C’est le Pilier n° 4 — un produit au service de l’humanité — ramené à une seule personne. Le test vers lequel tout le cours a tendu n’est pas « l’agent peut-il faire cela ? », mais « cela améliore-t-il la situation de la personne de l’autre côté, ou me permet-il simplement d’en finir plus vite ? »
Ce que vous leur devez
Pas besoin d’un diplôme de droit pour énumérer ces devoirs ; la plupart ne sont que des règles de décence rendues plus concrètes par le fait qu’une machine est désormais impliquée.

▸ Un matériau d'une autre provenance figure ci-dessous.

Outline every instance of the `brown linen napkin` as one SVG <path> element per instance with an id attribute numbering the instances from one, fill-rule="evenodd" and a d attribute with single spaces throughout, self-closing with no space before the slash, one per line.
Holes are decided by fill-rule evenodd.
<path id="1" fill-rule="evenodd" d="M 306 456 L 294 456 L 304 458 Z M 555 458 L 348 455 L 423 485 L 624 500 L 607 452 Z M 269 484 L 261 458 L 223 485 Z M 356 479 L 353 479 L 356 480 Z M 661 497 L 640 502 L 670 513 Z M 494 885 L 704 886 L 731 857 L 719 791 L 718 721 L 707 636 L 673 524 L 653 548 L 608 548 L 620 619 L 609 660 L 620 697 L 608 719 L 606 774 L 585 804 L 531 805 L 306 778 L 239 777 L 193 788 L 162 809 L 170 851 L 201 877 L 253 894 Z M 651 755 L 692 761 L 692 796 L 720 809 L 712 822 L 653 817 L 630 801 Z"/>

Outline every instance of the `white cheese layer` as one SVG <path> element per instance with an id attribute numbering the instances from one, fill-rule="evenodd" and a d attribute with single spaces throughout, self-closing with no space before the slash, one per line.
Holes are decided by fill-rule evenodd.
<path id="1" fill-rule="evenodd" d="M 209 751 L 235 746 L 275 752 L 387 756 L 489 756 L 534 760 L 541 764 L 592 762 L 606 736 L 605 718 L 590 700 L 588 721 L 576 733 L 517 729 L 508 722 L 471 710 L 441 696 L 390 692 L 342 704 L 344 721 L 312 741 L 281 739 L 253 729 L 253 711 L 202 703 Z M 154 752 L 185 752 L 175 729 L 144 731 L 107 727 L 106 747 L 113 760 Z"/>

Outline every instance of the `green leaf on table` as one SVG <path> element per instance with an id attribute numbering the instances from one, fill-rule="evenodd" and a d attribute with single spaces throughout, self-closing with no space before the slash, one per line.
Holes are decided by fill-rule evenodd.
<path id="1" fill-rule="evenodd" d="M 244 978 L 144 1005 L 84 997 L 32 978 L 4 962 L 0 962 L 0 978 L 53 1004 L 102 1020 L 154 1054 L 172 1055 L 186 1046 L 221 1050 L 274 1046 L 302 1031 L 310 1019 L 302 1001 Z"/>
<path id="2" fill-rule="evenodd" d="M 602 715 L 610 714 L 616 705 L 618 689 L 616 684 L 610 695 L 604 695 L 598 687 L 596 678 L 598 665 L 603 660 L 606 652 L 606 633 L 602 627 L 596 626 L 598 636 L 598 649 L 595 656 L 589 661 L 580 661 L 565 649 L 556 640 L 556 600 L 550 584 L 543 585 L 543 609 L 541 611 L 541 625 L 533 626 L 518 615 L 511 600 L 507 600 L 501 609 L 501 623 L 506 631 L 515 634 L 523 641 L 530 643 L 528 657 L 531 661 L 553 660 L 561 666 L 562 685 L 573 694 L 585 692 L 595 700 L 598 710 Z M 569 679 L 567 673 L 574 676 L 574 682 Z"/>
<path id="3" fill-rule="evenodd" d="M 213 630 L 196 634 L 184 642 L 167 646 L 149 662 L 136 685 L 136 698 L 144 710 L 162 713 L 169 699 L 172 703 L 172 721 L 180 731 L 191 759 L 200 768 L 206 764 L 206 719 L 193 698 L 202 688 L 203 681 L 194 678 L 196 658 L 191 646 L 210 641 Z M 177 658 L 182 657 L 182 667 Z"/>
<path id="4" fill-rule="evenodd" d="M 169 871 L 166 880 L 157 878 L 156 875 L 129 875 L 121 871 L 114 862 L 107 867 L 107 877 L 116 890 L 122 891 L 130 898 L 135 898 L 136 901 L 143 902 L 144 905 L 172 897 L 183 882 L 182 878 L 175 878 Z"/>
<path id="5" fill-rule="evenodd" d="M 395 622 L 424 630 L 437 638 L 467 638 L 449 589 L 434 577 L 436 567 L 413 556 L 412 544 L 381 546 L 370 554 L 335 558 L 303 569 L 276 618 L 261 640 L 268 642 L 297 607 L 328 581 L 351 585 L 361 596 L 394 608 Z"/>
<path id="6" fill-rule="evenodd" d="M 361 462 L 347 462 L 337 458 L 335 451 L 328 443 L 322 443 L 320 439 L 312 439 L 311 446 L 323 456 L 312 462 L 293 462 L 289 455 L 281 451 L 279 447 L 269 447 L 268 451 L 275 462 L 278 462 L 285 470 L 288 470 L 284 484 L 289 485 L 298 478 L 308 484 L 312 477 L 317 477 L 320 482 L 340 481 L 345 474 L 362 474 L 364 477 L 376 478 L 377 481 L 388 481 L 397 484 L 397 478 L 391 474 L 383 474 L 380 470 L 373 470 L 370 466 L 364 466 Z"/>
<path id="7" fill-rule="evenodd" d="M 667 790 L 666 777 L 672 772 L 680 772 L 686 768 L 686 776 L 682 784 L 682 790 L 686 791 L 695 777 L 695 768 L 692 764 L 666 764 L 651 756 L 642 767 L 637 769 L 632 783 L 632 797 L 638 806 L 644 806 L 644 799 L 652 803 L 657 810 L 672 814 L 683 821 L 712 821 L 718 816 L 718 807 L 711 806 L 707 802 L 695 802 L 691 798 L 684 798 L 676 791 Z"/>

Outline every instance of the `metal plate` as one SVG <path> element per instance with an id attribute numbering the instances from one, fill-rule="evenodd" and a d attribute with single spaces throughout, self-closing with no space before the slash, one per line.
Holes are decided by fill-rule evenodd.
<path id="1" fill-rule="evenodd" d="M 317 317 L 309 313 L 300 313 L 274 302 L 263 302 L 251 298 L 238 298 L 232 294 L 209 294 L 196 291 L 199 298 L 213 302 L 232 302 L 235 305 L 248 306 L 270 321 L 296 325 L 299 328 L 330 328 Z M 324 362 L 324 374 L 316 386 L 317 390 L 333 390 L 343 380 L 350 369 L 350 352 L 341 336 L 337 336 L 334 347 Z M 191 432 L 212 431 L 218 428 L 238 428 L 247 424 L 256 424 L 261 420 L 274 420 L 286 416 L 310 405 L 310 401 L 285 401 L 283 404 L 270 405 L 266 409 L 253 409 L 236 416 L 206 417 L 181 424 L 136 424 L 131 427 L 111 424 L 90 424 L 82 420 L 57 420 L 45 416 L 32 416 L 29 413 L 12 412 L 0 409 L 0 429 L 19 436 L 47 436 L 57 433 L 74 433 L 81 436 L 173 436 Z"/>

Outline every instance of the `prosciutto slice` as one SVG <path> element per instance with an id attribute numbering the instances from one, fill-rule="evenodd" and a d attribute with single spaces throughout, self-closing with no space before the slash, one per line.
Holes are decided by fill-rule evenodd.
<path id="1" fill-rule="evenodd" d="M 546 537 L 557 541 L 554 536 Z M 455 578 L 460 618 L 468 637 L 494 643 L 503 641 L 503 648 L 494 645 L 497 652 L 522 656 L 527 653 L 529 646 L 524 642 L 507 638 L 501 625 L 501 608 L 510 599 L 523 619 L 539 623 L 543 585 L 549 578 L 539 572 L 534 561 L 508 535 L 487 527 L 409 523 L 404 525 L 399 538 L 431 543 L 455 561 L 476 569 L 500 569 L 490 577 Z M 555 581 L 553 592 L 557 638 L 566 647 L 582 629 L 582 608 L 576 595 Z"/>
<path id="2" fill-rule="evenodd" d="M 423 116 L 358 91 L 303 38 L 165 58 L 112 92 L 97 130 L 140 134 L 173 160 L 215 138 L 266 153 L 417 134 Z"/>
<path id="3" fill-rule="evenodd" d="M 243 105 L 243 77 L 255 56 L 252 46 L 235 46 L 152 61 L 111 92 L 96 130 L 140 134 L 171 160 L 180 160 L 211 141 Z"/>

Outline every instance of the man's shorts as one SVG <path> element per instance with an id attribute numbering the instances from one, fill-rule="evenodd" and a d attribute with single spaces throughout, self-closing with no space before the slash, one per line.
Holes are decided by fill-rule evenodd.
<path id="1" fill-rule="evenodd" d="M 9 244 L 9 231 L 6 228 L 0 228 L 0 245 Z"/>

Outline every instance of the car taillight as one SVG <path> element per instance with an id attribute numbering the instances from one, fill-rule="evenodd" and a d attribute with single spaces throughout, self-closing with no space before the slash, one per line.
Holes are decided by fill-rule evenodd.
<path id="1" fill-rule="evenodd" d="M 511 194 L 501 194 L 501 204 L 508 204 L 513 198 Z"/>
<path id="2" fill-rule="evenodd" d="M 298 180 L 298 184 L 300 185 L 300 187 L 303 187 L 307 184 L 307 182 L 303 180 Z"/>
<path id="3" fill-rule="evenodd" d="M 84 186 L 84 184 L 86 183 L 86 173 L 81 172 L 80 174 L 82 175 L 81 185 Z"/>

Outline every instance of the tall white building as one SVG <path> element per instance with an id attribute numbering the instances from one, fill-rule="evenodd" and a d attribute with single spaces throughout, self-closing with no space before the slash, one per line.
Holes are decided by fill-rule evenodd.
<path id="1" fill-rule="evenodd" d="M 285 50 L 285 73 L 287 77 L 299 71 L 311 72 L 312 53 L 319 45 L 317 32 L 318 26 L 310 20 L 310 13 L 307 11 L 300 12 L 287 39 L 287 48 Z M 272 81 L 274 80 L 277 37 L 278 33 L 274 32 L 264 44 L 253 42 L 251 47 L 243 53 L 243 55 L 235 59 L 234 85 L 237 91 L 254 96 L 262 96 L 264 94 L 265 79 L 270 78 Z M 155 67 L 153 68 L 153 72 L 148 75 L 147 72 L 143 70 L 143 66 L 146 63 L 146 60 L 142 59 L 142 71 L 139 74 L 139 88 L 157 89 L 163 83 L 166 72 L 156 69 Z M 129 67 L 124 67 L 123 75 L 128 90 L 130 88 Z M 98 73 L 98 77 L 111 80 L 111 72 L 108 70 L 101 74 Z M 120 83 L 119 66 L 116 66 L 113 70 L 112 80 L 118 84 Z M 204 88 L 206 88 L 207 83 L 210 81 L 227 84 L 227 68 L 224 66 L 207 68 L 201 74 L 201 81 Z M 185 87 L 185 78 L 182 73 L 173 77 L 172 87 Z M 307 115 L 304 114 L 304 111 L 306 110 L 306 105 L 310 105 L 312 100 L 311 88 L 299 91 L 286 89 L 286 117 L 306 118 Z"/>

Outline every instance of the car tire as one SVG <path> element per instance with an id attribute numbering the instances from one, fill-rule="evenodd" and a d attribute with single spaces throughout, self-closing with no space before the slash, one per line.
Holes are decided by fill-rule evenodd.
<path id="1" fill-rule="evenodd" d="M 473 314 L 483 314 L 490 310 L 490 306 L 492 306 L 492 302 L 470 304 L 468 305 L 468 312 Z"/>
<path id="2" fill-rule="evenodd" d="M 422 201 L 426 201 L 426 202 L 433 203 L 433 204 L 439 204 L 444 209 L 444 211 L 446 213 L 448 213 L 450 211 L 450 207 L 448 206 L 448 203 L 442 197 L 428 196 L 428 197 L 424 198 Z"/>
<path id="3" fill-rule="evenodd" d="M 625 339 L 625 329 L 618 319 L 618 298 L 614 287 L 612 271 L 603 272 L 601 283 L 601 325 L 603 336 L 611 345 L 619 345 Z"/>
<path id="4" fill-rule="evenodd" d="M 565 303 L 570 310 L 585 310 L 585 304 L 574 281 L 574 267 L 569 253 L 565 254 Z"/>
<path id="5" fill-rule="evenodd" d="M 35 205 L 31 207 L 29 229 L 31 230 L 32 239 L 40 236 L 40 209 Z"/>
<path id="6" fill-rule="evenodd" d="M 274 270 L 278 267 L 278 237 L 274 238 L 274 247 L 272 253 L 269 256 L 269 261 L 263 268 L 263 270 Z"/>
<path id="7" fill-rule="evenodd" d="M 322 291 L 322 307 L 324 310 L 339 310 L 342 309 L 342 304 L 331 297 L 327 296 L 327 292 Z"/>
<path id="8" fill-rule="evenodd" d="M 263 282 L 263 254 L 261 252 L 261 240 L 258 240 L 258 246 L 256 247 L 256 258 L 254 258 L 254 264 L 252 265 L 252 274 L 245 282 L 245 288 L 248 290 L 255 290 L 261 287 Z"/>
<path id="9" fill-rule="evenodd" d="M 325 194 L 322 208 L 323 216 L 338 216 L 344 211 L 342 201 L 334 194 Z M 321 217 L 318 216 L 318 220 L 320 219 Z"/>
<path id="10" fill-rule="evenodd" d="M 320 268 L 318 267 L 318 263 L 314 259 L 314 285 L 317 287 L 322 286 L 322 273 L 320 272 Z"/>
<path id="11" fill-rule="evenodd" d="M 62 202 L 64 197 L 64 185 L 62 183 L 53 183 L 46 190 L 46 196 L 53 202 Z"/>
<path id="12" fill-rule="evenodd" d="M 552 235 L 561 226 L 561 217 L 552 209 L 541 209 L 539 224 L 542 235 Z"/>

- Qu’une personne, et pas seulement une machine, se trouve derrière une décision qui la concerne. C’est la « barrière humaine » vue de leur point de vue. Lorsque la décision de votre agent change la vie de quelqu’un — qu’il soit salarié ou non, approuvé ou non — cette personne a droit à un véritable jugement humain, et non à une décision automatique prise sans discernement. Vous saviez déjà que cela vous protège (Niveau 2). Cela les protège également, et c’est là l’essentiel.
- Que vous n’ayez pas saisi ses informations n’importe où sans précaution. Elle vous les a confiées — souvent sans en avoir le choix. Les coller dans un outil susceptible de les stocker ou de s’en servir pour l’apprentissage automatique, les envoyer à l’étranger sans réfléchir, laisser un agent les accumuler — ce sont là des violations de cette confiance avant même d’être des violations d’un principe.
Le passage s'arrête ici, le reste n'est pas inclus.